Yeah, yeah, yeah, I have heard and agree with most of the arguments that criticize the “participation trophy” mentality surrounding today’s youth. However, when you are north of 65 years of age, any recognition hardware that involves physical exertion will land in an esteemed place on my mantle piece.
Let me back up. I graduated from Brown in 1974, played almost 10 years of club lacrosse with Brine (Bob Shillinglaw, Tom Cafaro, Jeff Wagner…) until just about the time that I became a head coach at Brown and my middle child was born in the early 80s. It seemed like we played the Long Island Lacrosse Club (Alan Lowe, Tom Postel, Stan Kowalski, Ron Fraser…) in the northern Finals almost every year, and I recall that the postgame fellowship was a valued element of the exercise.
I hadn’t played any lacrosse for most of the next 10 years when I received a call from my former Brown roommate and Mohawk Indian, David White. He asked if I would be interested in playing on a team of Upstate N.Y., Native Americans and high school coaches in the master’s division of a tournament in Lake Placid that had begun play the year before. I was now close to 40 years of age, but we were already in the Adirondacks at an annual family gathering. I thought I would give it a try and joined a team called the “North Country Legends.”
The first game I played in, I recall so vividly thinking to myself, “Hey, I still got it.” Then, sitting on the sideline watching a game with other teams in our division, I was flabbergasted with the impression “Is that what we are doing?...oh, my god, that’s pathetic.” But, it turned out to be a lot of fun, a good bunch of guys. We won the division that first year, and I was hooked. I played for most of the next 16-17 years until deciding that I didn’t need to get hurt approaching my 60th birthday. I retired from playing, and it was almost as if it was traded for a week at the beach in Ocean City, Md. Well, I got hurt in the surf at the beach that first year away, had my shoulder operated on and figured, “What the heck, if I’m going to get hurt at the beach, I might as well just keep playing lacrosse!” So, I have played these past few years in the Ultra Grand Master’s (older than dirt!) division of 60 years of age and older. Someone asked me what the play is like in this division, and I described it thus…there is a groundball off to the side, just a few feet away, let’s take a moment to consider our options and the possible consequences here before making a commitment.
I think most of us walk away (When we get to walk away!) from each year’s tournament thinking that we are going to get in better shape and be more of a force the next year. Of course, that’s impossible as we get older, and each year’s difference in age with the younger guys in our division is actually measured in dog years! I always thought of Brooks Sweet (going in to the National Hall of Fame in September) as a young boy, and he scored the winner against us in his first year in this oldest division in a January tournament in Florida.
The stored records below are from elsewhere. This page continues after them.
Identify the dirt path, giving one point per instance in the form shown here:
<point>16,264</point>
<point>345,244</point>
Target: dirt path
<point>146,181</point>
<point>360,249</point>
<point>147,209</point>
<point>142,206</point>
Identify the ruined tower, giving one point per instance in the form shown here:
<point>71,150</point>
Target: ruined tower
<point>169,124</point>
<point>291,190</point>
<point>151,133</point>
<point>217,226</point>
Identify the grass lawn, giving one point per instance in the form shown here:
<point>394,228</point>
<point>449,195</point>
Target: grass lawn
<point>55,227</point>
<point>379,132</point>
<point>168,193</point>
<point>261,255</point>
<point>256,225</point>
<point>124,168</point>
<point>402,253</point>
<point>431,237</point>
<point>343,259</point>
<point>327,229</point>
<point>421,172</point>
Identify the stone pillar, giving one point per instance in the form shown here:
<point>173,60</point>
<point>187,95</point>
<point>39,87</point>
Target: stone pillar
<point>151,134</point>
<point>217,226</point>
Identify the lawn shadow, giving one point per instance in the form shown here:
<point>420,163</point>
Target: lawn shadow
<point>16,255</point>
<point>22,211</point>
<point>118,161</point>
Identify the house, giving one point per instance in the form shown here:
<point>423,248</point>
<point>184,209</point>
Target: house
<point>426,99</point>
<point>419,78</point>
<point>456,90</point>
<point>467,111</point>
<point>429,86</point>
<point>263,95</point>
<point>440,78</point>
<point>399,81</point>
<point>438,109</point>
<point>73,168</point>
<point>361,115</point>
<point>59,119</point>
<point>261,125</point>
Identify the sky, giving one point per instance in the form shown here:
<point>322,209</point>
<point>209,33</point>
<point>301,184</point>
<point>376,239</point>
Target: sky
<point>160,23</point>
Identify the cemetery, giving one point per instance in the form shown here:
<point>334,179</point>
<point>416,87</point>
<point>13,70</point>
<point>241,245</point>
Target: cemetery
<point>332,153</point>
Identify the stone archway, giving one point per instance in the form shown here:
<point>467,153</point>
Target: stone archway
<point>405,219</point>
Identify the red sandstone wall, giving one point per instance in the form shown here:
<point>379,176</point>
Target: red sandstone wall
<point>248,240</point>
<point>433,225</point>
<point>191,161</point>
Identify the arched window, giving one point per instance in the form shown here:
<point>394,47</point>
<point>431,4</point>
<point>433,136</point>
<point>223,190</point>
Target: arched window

This most recent Lake Placid Tournament was winding down in an eerily similar fashion to year’s past. Our Legends team got through the round-robin play undefeated and was set to play the Cloudsplitter’s in the championship game. Truth be told, the “Splitter’s” have dominated the division in recent years and beat us in exactly the same scenario in ‘16. Just before the face-off, in what would have been the last game of the day, the skies opened and the fields were flooded and unplayable. Talk of re-scheduling was drowned out by a (Legends) proposal to simply declare co-champions. Let’s see now…no one gets hurt, both teams share a beer in the parking lot instead and everyone goes home a winner…no contest, co-champions it is. And, if you drop the “co” in your recollections with friends, who is the wiser? Finally, to my Splitter comrades….we would not have beaten you that badly.